Copenhague : un accord impossible ? - #WikiSurTerre

Retour : Accueil

Cette actualité a été publiée le 14/12/2009 à 17h43 par Tanka.


COPENHAGUE : UN ACCORD IMPOSSIBLE ?

  • Google+
  • FaceBook
  • Twitter
  • LinkedIn
Copenhague : un accord impossible ?

Information recueillie par Tanka.

La première semaine de la conférence de Copenhague sur le climat s'achève sur un sentiment mêlé. Si de bonnes nouvelles ont relancé les négociations, l'étendue du travail à accomplir en moins d'une semaine fait peser le doute sur la conclusion d'un accord global et contraignant à Copenhague.

Deux annonces positives de la France et de l'Europe relancent les négociations

Tous les soirs à 18h, les ONG représentées à Copenhague décernent le prix du « fossil du jour » aux trois états qui freinent le plus les négociations. Très rarement, les ONG récompensent un état pour ses engagements positifs et ambitieux. Ce fût le cas hier de la France qui a reçu la plus haute récompense pour son engagement en faveur des recommandations proposées par les ONG sur la comptabilisation des crédits issus de projets forestiers.

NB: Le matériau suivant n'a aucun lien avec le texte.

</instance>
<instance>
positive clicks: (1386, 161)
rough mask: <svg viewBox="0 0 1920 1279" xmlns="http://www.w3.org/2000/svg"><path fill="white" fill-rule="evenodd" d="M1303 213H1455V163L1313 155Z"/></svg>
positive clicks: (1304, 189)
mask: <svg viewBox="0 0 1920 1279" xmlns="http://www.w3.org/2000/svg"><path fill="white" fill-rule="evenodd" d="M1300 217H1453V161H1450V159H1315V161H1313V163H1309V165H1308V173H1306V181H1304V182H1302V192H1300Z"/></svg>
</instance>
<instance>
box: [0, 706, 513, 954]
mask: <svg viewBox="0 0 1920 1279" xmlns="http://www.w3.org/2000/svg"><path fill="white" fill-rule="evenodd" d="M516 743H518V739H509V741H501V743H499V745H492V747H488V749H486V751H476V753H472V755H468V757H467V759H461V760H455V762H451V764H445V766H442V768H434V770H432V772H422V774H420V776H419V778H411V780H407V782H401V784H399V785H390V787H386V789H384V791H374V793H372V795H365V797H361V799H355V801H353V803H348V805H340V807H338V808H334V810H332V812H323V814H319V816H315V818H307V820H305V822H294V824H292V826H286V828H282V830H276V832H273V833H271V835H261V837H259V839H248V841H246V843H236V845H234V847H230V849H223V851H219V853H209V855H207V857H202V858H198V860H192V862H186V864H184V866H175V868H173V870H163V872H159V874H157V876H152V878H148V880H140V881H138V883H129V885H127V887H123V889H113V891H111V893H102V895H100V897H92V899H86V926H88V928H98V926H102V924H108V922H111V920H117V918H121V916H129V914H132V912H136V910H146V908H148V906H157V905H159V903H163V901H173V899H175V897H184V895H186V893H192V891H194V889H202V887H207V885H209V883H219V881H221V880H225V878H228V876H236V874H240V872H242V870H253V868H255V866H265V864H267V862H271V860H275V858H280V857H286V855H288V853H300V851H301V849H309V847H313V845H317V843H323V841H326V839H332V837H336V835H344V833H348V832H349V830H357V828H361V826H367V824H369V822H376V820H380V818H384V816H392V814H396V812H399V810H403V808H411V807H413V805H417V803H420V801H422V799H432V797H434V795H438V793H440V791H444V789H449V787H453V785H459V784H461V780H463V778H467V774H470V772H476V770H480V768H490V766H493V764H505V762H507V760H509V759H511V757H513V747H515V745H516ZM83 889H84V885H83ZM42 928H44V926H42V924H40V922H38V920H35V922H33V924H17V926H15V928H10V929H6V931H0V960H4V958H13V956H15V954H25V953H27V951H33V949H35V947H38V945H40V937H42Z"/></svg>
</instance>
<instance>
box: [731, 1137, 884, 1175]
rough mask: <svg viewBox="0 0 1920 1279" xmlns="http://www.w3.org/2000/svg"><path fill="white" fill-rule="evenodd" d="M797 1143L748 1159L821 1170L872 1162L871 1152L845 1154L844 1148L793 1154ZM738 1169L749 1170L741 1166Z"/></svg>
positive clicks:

L'autre bonne nouvelle est arrivée aujourd'hui de Bruxelles. Les chefs d'Etats européens se sont engagés à apporter 2,4 milliards d'euros par an sur 3 ans (soit 7,2 milliards d'euros sur la période 2010-2012) dans le cadre de l'aide à lutte contre les changements climatiques et à l'adaptation en faveur des pays en développement. Pendant la réunion, le président français Nicolas Sarkozy a appuyé la proposition du ministre de l'environnement Jean Louis Borloo de réduire de 30% les émissions françaises d'ici 2020. Toutefois, la bonne volonté française n'a pas trouvé d'écho auprès des autres chefs d'états européens.
Les engagements de réduction des pays en développement font débat

La journée a aussi été marquée par la publication d'un texte de 7 pages reprenant les éléments essentiels des négociations et qui servira de base de discussion aux ministres attendus cette semaine. Le texte reprend les recommandations scientifiques en engageant les pays développés à réduire leurs émissions de gaz à effet de serre de 25% à 40% d'ici à 2020 dans le but de maintenir le réchauffement climatique sous les 1,5°C ou 2°C. Pour atteindre cet objectif ambitieux, il est impératif que les pays développés revoient leurs copies et proposent de nouveaux chiffres la semaine prochaine.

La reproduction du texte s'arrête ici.